Authorization Data for Attributes: Facts or Context Facts?
In this section you will:
- Write facts for toggle and multiple state attributes
- Learn what data is best for storing in Oso Cloud or sending as context facts
For this tutorial we designed an example application where the attribute data has two key properties:
- It contains information that would appear on user interfaces: account status (active/inactive) and rewards status (rewards, bronze, ...).
- The state of the attribute changes based on app usage and user interactions (not backend admin maintenance).
Because these attributes need to be presented to users within the app, it makes sense for the application to store the data itself. However, as you observed in the previous section, the application logic, makes use of these attributes in all of its permission rules. Oso Cloud needs this data to make accurate authorization decisions. Some potential questions typically arise with this scenario:
- Are two copies of the data needed — one for the app and one for Oso Cloud?
- If two copies of the data are needed, how should they be kept in sync?

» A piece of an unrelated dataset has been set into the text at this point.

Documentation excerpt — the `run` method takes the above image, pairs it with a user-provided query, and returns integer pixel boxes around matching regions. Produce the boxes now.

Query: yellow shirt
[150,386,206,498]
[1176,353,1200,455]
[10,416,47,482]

Sending these kinds of attribute data as context facts is generally the preferred approach. This is because context facts are only evaluated at the time an authorization check is made (no data is permanently stored). Therefore, when an attribute changes, you won't need to update Oso Cloud every time to keep your data properly synced. It is not the case that attribute data must be sent as context facts. Instead, the decision is being made based on the fact that the attributes used in this example also need to be stored by the app.

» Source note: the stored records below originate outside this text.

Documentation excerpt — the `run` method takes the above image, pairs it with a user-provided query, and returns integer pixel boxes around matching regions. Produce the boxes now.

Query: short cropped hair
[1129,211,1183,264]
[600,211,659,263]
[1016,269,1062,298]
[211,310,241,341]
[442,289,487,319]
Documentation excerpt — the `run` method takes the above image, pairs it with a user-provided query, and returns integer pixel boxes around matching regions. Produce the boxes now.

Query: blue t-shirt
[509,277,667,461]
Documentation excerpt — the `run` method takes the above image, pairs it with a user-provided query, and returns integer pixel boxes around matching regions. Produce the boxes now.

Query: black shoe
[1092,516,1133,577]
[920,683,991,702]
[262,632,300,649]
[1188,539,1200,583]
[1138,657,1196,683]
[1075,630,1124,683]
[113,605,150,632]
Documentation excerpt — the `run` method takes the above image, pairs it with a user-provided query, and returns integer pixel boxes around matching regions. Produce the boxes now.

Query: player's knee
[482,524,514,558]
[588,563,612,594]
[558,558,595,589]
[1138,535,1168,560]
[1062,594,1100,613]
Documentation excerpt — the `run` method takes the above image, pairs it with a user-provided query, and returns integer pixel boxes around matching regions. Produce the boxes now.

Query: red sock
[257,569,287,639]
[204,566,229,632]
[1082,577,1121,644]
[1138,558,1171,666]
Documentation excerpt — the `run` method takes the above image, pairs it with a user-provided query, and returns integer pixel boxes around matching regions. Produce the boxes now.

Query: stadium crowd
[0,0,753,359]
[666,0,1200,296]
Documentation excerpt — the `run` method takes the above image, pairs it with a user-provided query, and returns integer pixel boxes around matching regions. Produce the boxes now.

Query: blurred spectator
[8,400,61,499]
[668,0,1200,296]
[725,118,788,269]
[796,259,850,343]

Authorization Data Paths (Only the components relevant to the data path are highlighted): > 1. Attribute data is stored in app resources and databases. > 1. User and resource data such as roles, permissions, and relationships are sent to Oso Cloud and stored there. > 1. Attribute data is pulled from the application and used during authorization checks as needed.
Role Data as Facts Tell Oso Cloud that:
- paula owns the card account paulas-account-123.
oso-cloud tell has_role User:paula owner CardAccount:paulas-account-123
- kristian is a member on the card account paulas-account-123.
oso-cloud tell has_role User:kristian member CardAccount:paulas-account-123
- paula has the credit card paulas-card.
oso-cloud tell has_role User:paula card_holder CreditCard:paulas-card
- kristian has the credit card kristians-card.
oso-cloud tell has_role User:kristian card_holder CreditCard:kristians-card
- paula is a member of the rewards program rewards-r-us.
oso-cloud tell has_role User:paula member RewardsProgram:rewards-r-us
- kristian is a member of the rewards program rewards-r-us.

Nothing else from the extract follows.